Октябрь 1917-го. Русский проект [Вардан Эрнестович Багдасарян] (fb2)

Вардан Багдасарян Октябрь 1917-го. Русский проект

© Багдасарян В.Э., 2017

© ООО «ТД Алгоритм», 2017

Введение

Принято считать, что «русская революция» привела сто лет назад к уничтожению выстраиваемой на традиционных ценностях российской православной цивилизации Империи. Но так ли это в действительности? Действительно, СССР отказывался, казалось бы, от прежней религиозной платформы ценностного самоопределения России. Более того, развертывалась антирелигиозная атеистическая пропаганда и гонения на Церковь. Новая мировоззренческая система стала базироваться на диалектическом и историческом материализме. Однако христианские в своем фундаменте ценности российской цивилизации были и под вывеской советского проекта сохранены. Сказывалась инерция тысячелетней православной исторической традиции, вошедшей в природу жизни русского /российского человека. Кроме того, и в рамках реализации самого советского проекта были найдены формы и подходы организации общественной жизни, которые можно было бы определить как православные по духу. СССР не перечеркнул преемственной истории России, хотя попытки такого рода первоначально и предпринимались. Советский Союз выступил одним из исторических воплощений российской, православной по своему ценностному фундаменту, цивилизации. Официальный атеизм являлся стратегической ошибкой советского проекта, выхолащивающей его потенциалы, имевшей для него роковое значение. Материалистическое мировоззрение противоречило выстраиваемой в СССР апеллирующей к идеальному идеократической модели. Соединить советскую социальную систему с религией было принципиально возможно. Но этого не произошло ввиду конъюнктурных обстоятельств, приверженности догматике диалектического материализма, победы соответствующего политического крыла в руководстве КПСС.
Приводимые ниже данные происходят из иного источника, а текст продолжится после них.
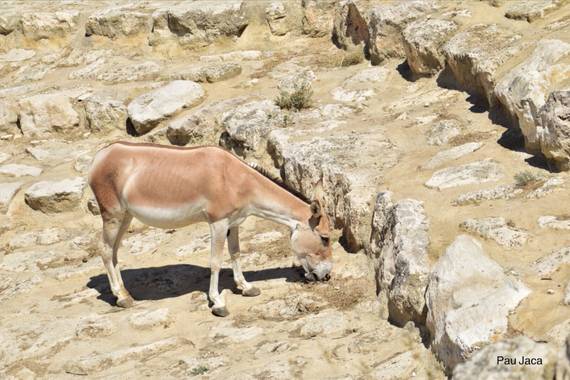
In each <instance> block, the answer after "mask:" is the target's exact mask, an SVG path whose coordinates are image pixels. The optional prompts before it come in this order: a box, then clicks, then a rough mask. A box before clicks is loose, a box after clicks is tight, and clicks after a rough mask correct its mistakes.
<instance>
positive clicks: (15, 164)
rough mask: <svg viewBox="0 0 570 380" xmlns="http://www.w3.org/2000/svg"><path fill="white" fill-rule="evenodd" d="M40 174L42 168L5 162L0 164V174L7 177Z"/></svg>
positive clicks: (41, 173) (34, 166)
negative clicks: (13, 163)
mask: <svg viewBox="0 0 570 380" xmlns="http://www.w3.org/2000/svg"><path fill="white" fill-rule="evenodd" d="M40 174H42V169H41V168H37V167H35V166H30V165H21V164H6V165H2V166H0V175H5V176H9V177H24V176H32V177H37V176H39V175H40Z"/></svg>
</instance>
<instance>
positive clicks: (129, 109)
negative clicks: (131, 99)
mask: <svg viewBox="0 0 570 380" xmlns="http://www.w3.org/2000/svg"><path fill="white" fill-rule="evenodd" d="M205 95H206V93H205V91H204V89H203V88H202V86H201V85H199V84H198V83H195V82H192V81H184V80H175V81H172V82H170V83H169V84H167V85H166V86H164V87H160V88H158V89H156V90H153V91H151V92H148V93H146V94H143V95H140V96H138V97H136V98H135V99H134V100H133V101H132V102H131V103H129V105H128V107H127V111H128V115H129V121H130V123H131V124H132V126H133V128H134V129H135V130H136V132H137V133H138V134H144V133H147V132H149V131H150V130H152V129H153V128H154V127H156V126H157V124H158V123H160V122H161V121H163V120H164V119H166V118H167V117H169V116H171V115H173V114H175V113H176V112H178V111H180V110H182V109H183V108H189V107H192V106H195V105H196V104H198V103H200V102H201V101H202V99H203V98H204V97H205Z"/></svg>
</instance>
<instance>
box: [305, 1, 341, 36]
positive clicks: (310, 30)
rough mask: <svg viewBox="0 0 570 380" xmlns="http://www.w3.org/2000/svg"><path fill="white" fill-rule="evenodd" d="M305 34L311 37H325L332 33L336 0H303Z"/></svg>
mask: <svg viewBox="0 0 570 380" xmlns="http://www.w3.org/2000/svg"><path fill="white" fill-rule="evenodd" d="M301 4H302V6H303V20H302V31H303V34H306V35H308V36H309V37H323V36H326V35H328V34H329V33H330V31H331V26H332V24H333V9H334V6H335V4H336V1H334V0H302V2H301Z"/></svg>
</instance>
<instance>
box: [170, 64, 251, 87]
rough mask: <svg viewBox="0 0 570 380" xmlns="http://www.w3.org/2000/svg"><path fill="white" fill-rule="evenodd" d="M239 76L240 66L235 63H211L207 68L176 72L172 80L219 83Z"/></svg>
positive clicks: (204, 66)
mask: <svg viewBox="0 0 570 380" xmlns="http://www.w3.org/2000/svg"><path fill="white" fill-rule="evenodd" d="M239 74H241V66H240V65H239V64H238V63H235V62H220V63H217V62H215V63H211V64H208V65H207V66H203V65H200V66H195V67H189V68H186V69H184V70H183V71H177V72H176V73H175V74H174V75H173V76H172V79H184V80H191V81H194V82H209V83H214V82H219V81H222V80H226V79H230V78H233V77H235V76H238V75H239Z"/></svg>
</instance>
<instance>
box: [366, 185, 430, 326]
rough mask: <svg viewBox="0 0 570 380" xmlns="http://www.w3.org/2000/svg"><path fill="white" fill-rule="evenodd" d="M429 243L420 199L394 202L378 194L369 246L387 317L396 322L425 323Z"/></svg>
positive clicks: (404, 322) (389, 195) (396, 323)
mask: <svg viewBox="0 0 570 380" xmlns="http://www.w3.org/2000/svg"><path fill="white" fill-rule="evenodd" d="M428 246H429V236H428V220H427V217H426V215H425V211H424V209H423V206H422V204H421V202H419V201H416V200H413V199H404V200H401V201H399V202H397V203H393V202H392V200H391V194H390V193H380V194H378V197H377V198H376V206H375V207H374V214H373V216H372V234H371V242H370V250H371V252H372V253H373V254H374V256H375V257H376V260H377V262H378V264H377V266H378V279H377V284H378V288H379V291H380V298H381V299H384V300H386V301H387V306H388V312H389V318H390V320H391V321H392V322H393V323H396V324H397V325H399V326H403V325H405V324H406V323H407V322H408V321H413V322H416V323H418V324H420V325H423V324H424V323H425V313H426V309H425V299H424V294H425V290H426V287H427V282H428V276H429V260H428Z"/></svg>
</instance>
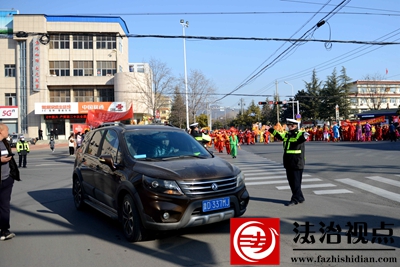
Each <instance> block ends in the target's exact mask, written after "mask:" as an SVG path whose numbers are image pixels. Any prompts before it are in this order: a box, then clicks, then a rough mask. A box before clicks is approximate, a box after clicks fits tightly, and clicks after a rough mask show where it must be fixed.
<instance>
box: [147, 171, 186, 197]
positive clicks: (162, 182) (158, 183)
mask: <svg viewBox="0 0 400 267" xmlns="http://www.w3.org/2000/svg"><path fill="white" fill-rule="evenodd" d="M143 183H144V185H145V186H146V188H148V189H150V190H152V191H155V192H158V193H164V194H168V195H183V193H182V190H181V188H180V187H179V186H178V184H177V183H176V182H175V181H172V180H162V179H156V178H151V177H148V176H144V177H143Z"/></svg>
До недавнего времени в церковных кругах доминировала оценка революции и советского периода в целом со знаком минус. Но вот на Рождественских чтениях 2015 года патриарх Кирилл, говоря о преемственности российской истории как духовной основе единства современной России, говорит о необходимости включения в эту преемственную канву периода СССР. Но что в ценностном плане нес советский проект применительно к ценностному пакету православного общежительства? Патриарх в качестве важнейшего идейного наследия СССР указывает на ценности справедливости и солидарности. «Затем, – переходит он в изложении истории России от императорского к советскому периоду, – революция. Ни у кого не было стремления и желания представить лубочную картину этого страшного явления. Но возникает вопрос: а что-то хорошее было? Или только кровь? Только влияние иностранных центров? Только навязывание России иного, не свойственного ей в то время образа жизни? А положительное было что-то? Или только глупое, простите, тупое следование указаниям из-за рубежа через соответствующие политические силы внутри страны? Мы ответили – было. Стремление людей к справедливости. Если бы этого стремления не было, то никакая пропаганда бы не сработала. А в советское время? Как только начинаем говорить о советском времени, одни идеализируют, другие демонизируют. А было нечто такое, что это время породило и что сегодня мы смело можем принять, включить в собственную философию жизни? Было. Солидарность. И никогда не надо забывать подвиг нашего народа. И не только военный подвиг. А те самые комсомольцы, которые на целину ехали, БАМ строили, не получая за это никаких наград и привилегий? Это чувство локтя, чувство желания общими усилиями сделать добро для своей страны. Итак, солидарность».[1]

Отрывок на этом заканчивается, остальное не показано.